I am having a Longines restored, this includes case - movement - and of course the dial.

Will post pictures when all done.

Oh almost forgot I am having some engraving removed from the case back as well.


----------



## kevkojak (May 14, 2009)

I've had an IWC, a Rolex and a couple of Omega watches restored from the ground up in the past.

The IWC and one of the Omegas would have been passable, but the other two were trashed.

In each case I've been 100% happy with the redial, but when I've sold the watches on I lost my shirt - especially the Rolex! It was a 1958 Explorer. I'll try and dig out the before and afters.

Edit;

Here is the thread for my Explorer re-dial.

http://www.thewatchforum.co.uk/index.php?showtopic=71881&hl=explorer&fromsearch=1


----------



## Always"watching" (Sep 21, 2013)

This is a difficult one. I presume that having a dial completely restored would be quite expensive, and yet, because I can't afford a resto NOW, I have missed on on a couple of working watches that I liked. I missed a nice 1950s Cyma hand-wind which was cheap, but the dial had bad brown spotting and instead of buying and waiting until I could afford to have the watch repaired, I didn't buy it. I think that today, I would have bought the watch and waited until I could afford to get the dial done.

I like the way your dial has turned out, Greasemonk, and I think I would have wanted a nice dial on a watch with a genuine gold strap like yours. I do take note of kevkojak's experience here though, in that restoring a dial can lead one to lose out when reselling the watch, but to be honest, I don't collect watches that are valuable enough to enter that worrying eventuality.


----------



## Will Fly (Apr 10, 2012)

Restoration can be a problem, and it's often a toss-up between bringing something back to pristine condition - and losing the authenticity and aging of the watch - or leaving it in a less than perfect condition to preserve its authenticity. I'm facing this decision with my Luxor chrono - it works perfectly, but the movement is very dirty and the face is spotted, dirty and nibbled. There's no problem (apart from cost) of cleaning the movement, but I'm in two minds about the dial...


----------



## dobra (Aug 20, 2009)

I would have the mechanicals serviced if they need it and clean the face with a light swob and distilled water. it would look cleaner but natural for its age. My two pence for what is worth. Have seen three similar looking chronos in a jewellers in Newport, but the shop owner doesn't want to sell.
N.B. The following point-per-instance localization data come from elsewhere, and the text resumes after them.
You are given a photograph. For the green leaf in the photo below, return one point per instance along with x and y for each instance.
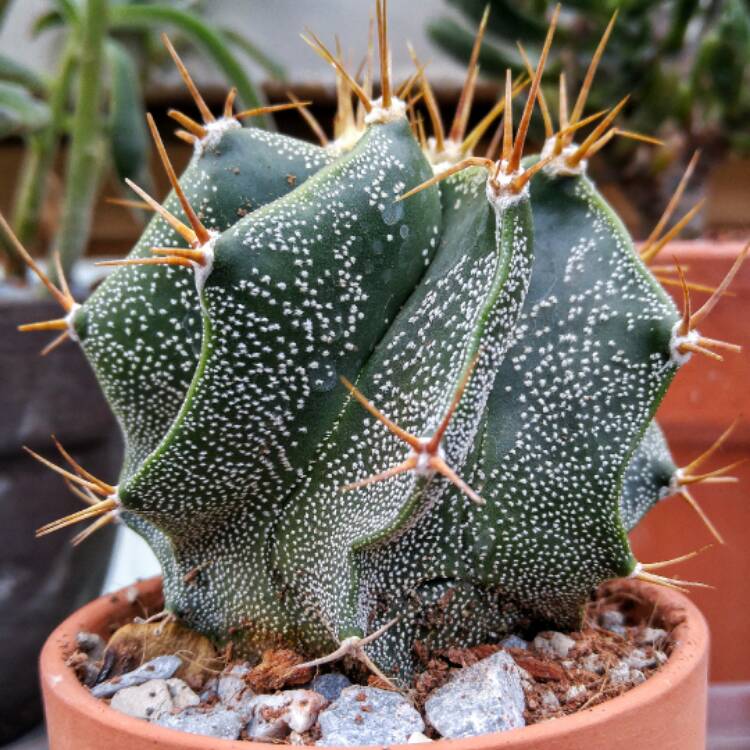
(52, 19)
(20, 113)
(129, 137)
(15, 72)
(204, 36)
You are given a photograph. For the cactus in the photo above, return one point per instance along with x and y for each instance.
(682, 63)
(406, 396)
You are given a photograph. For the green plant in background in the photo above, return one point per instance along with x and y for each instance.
(684, 63)
(494, 309)
(95, 98)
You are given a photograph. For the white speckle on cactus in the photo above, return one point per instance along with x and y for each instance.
(214, 132)
(678, 339)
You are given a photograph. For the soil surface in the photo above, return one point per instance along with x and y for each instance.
(622, 643)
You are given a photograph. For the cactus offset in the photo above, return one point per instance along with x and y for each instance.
(407, 395)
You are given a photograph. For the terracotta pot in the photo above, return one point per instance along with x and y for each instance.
(704, 399)
(43, 581)
(667, 712)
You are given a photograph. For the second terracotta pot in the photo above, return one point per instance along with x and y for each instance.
(667, 712)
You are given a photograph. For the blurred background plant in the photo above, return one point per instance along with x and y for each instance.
(94, 98)
(685, 64)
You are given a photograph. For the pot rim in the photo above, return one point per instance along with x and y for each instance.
(690, 637)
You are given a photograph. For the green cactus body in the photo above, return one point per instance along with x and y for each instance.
(141, 329)
(513, 344)
(466, 305)
(298, 292)
(591, 359)
(649, 477)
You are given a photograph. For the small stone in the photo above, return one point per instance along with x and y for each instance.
(593, 663)
(613, 620)
(650, 636)
(303, 709)
(91, 644)
(209, 689)
(182, 695)
(231, 684)
(485, 697)
(620, 673)
(554, 644)
(574, 692)
(274, 716)
(638, 659)
(514, 641)
(389, 718)
(147, 701)
(550, 701)
(330, 685)
(161, 668)
(216, 722)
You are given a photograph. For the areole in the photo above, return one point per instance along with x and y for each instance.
(667, 712)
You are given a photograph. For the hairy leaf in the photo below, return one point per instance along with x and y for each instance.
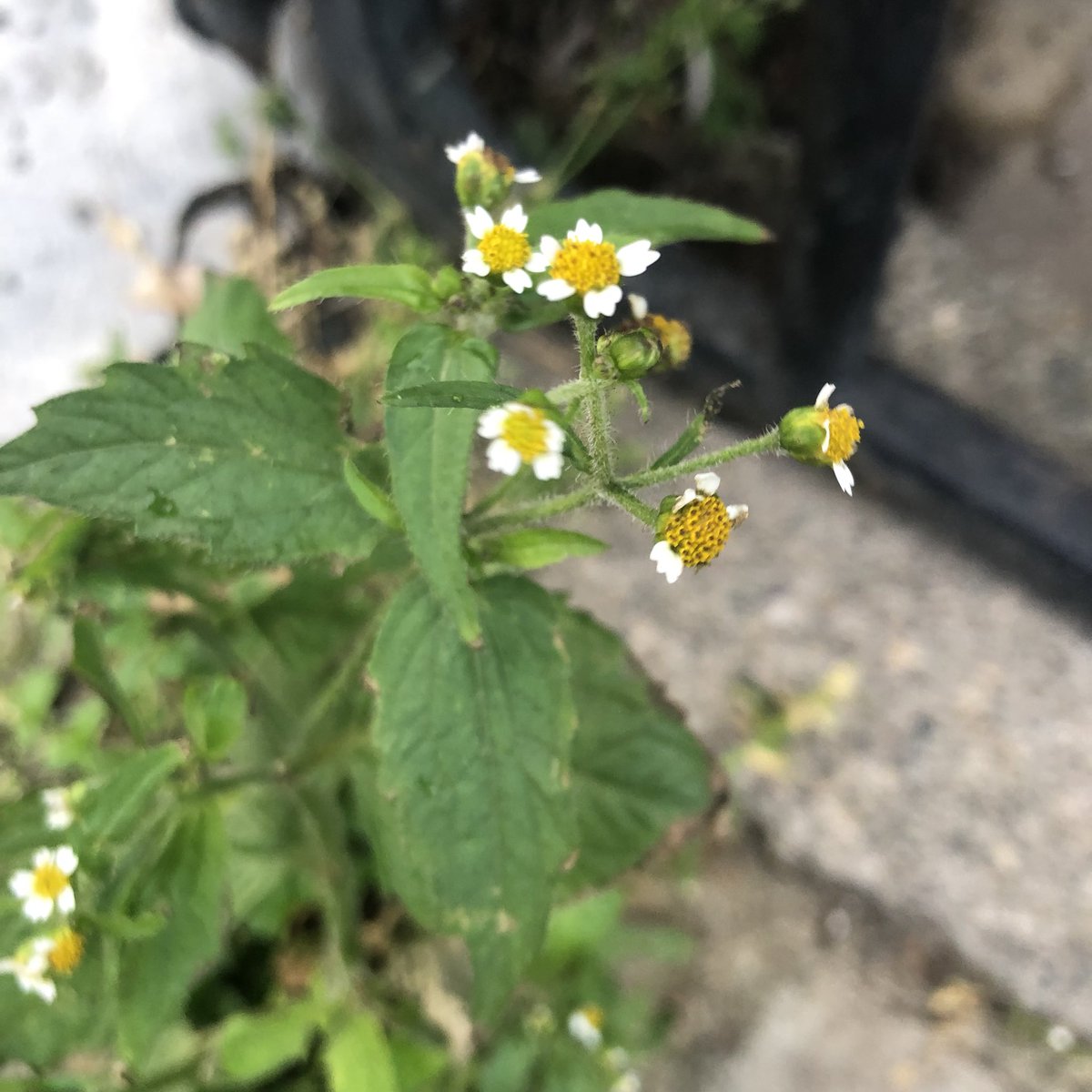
(243, 457)
(472, 774)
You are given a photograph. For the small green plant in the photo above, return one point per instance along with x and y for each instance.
(282, 710)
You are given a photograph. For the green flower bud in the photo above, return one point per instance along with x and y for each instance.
(632, 353)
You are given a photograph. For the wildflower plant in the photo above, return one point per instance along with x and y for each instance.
(301, 672)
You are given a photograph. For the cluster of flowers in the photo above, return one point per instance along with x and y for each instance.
(46, 890)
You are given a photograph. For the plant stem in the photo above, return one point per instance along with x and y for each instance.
(636, 508)
(757, 446)
(599, 429)
(534, 511)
Grrr

Mike


----------



## antony (Dec 28, 2007)

Here is the undated pictures of one i had to have done earlier in the year









this is after







.

this was a Oriosa chrono similar to wills in condition









I had the dial redone in black, never too sure if i liked it afterwards.


----------



## antony (Dec 28, 2007)

I had the Omega 370 that i got from ebay arrive yesterday, obviosley it needed some work done on it, new crown & pendant tube & a good service.
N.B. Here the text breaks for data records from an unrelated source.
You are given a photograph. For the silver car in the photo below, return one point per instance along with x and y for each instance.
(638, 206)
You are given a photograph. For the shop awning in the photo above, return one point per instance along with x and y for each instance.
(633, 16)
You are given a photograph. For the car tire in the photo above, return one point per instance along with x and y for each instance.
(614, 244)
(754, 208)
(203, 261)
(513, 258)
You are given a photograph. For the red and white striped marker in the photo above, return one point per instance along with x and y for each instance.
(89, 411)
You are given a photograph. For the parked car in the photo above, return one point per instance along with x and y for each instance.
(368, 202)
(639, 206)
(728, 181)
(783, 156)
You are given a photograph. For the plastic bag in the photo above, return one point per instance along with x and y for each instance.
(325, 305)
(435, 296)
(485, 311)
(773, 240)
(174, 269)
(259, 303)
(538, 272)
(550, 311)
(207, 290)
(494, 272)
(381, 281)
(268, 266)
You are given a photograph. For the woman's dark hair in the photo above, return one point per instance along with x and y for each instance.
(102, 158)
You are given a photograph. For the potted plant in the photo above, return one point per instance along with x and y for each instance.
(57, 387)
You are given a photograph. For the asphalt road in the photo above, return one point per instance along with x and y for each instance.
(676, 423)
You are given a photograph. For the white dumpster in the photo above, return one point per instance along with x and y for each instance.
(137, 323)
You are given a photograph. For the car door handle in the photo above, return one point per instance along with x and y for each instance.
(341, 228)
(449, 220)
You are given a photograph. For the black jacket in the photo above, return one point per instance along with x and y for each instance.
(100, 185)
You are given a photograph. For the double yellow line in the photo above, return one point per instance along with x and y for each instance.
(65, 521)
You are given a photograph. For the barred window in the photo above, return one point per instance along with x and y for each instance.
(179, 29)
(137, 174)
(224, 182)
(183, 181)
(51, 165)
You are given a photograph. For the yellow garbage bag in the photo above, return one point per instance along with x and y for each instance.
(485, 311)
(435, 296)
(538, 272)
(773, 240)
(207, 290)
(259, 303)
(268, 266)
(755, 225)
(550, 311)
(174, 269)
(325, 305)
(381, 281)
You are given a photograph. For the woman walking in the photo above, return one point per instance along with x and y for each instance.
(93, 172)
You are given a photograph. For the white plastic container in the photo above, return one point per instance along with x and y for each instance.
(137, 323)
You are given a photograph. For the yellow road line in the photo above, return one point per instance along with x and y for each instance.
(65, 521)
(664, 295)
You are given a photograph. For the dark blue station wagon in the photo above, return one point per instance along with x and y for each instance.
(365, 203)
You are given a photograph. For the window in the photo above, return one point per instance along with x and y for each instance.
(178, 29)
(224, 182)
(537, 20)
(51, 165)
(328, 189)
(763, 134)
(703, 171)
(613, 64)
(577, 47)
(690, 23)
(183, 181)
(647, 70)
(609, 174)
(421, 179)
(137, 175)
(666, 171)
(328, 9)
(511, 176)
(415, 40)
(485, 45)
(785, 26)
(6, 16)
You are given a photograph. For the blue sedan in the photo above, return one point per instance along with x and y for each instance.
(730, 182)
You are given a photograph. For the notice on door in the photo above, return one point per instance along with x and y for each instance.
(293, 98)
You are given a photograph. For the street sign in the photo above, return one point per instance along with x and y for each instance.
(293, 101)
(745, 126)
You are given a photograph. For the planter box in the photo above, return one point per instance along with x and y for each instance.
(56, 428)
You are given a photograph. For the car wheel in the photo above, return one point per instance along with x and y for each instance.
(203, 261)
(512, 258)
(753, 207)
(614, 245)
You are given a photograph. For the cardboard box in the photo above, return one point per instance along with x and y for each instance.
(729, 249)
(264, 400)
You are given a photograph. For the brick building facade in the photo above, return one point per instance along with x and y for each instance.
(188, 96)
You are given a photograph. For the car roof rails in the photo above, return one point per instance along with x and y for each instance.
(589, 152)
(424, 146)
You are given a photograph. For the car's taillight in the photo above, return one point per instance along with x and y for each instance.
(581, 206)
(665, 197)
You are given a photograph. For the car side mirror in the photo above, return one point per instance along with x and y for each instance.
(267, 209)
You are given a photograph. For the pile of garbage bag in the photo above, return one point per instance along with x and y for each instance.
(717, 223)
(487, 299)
The dial as you can see it did need doing









i had to clean all the paint & varnish off because it was a bit bent out of shape where some one had tried to prise it off with out undoing all the screws.

i did put it back to gether after i had repaired it & were it , but i just had to strip it down again & pack it up to send it to the dial people.










I was pleased that it was not too much of a job to get it all going again & it went over night & still showed the correct time when i looked at this morning.

I just have to wait now for the dial, i will post the finished dial when it arrives back.

Heres the case with the new pendant tube fitted.


----------



## greasemonk (Oct 4, 2012)

that will look nice when done antony,but you know that from your previous restoration of an omega ,very nice. the chronograph does look nice with the black dial but i have never seen one in that colour before.the omega in in my previous contribution to this thread had originaly a silver dial but i had always wanted a gold watch with a black face so black it was! .i personally woudnt restore the dial on your watch will,thats a character patinated dial.i bought this 1940s leonidas because i liked the patinated dial,mind you i had been imbibing of the jaimesons at the time but i dont regret it ,cheers all.. greasemonk


----------